I know that there’s an argument here for me being too much of a bullshit pedantic feminist on this one, and the fact that women comfortably use this system with no discontent may suggest I need to stop sticking my nose in where I don’t understand what’s going on, but I don’t like the idea that women can be colloquially called “girls”, a childish term suggestive of innocence, dependence and, if you really want to push it, purity, somehow unmarred by the shitty adult world, and free to watch My Little Pony and have egg-and-spoon races or whatever kids do these days, which has obvious sexual connotations too.

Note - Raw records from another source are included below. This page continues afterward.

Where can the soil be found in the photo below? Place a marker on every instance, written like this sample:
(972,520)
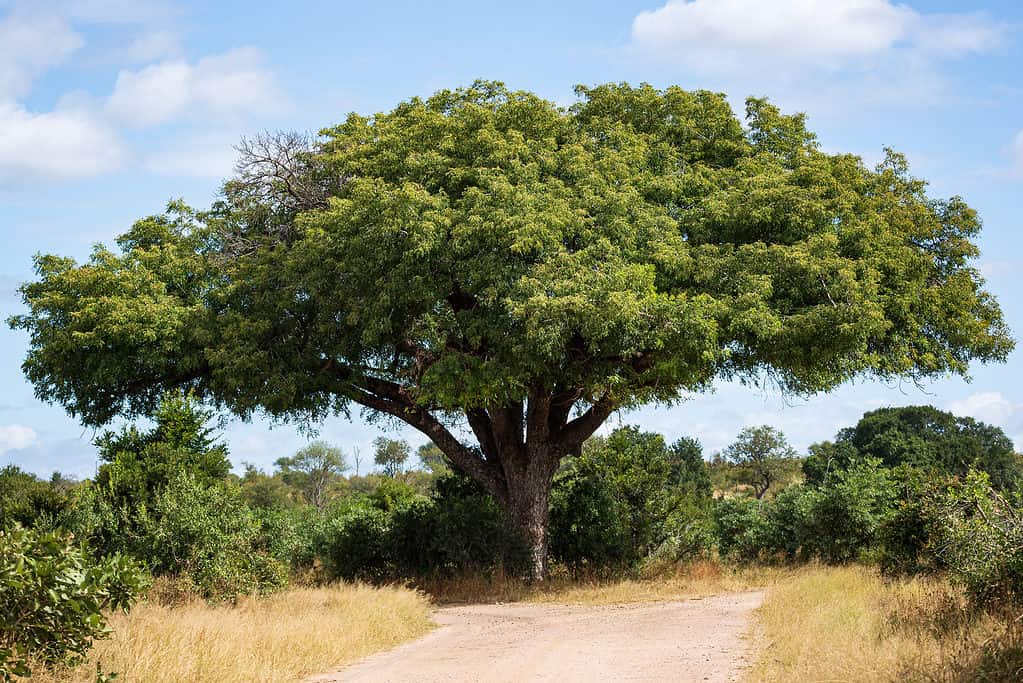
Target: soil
(704,639)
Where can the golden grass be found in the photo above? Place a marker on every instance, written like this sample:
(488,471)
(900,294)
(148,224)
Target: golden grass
(699,579)
(283,637)
(848,624)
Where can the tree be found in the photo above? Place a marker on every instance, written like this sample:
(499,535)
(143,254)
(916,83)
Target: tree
(139,464)
(485,259)
(760,453)
(391,454)
(921,437)
(313,469)
(433,458)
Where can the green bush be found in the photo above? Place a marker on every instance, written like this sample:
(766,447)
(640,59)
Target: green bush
(399,534)
(627,496)
(53,597)
(741,527)
(356,543)
(838,522)
(28,501)
(979,535)
(207,536)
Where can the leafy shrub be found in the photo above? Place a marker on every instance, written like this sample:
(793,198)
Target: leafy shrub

The reason that I’m drawing attention to this is that I think a lot of the gender-based problems we have in society these days operate on an individual level, instead of an institutional level. Of course women still get a shit deal in almost every industry and workplace, but at least women can have jobs now; I’m not saying we need to stop pushing for greater equality in the workplace, but everything from GamerGate to Dapper Laughs to that woman walking in New York for ten hours shows us that while some progress has been made in removing sexism in institutions, comparatively little progress has been made in reaching individual people, for whom gender roles and expectations are so entrenched that it’s become part of the lexicon, where young men are casual, friendly “guys”, while young women are naïve, silly “girls”, a distinction most of us probably make without even realising it.

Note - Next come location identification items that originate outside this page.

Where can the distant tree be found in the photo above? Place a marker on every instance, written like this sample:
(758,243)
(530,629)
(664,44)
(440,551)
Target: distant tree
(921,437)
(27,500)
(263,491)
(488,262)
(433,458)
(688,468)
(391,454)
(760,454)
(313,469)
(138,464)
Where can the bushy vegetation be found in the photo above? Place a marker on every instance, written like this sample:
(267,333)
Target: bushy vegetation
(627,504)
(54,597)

I also don’t think this is getting too nit-picky on this; our words are both representations of our opinions, and influence our opinions, creating a two-way system of influence between thoughts and words; look at Jim Crow laws in America, where the relentless use of words like “negro” and “colored” were intended to use repeated divisive language to make people think that actually, yes, those people are somehow different to use – we’re white and they’re colored – and should be treated the same. It’s the same for gender roles, that if you keep referring to half the population as if they’re immature and in need of looking after, you’ll eventually form the opinion that you’re doing the right thing in talking to that woman, and inviting her to your place.
My solution has been to use “guys” for everyone, individuals and groups of people – which has led to some people assuming I’m always talking about men, which just annoys me even more because I’m actively trying to not bring gender into stories about what I’ve been getting up to at uni – which might seen impersonal to some, or too personal to others, but I don’t really care. This way I won’t be belittling anyone through words because of their gender, or making a decision about who deserves to be called a “man” or “woman”, and who still behaves like a “boy” or “girl” despite being 21, when it’s not my place to make one.
Hope at least some of that made sense – I’m writing this in my “break” from today’s story so my mind might be fried – and I’ll see you guys tomorrow.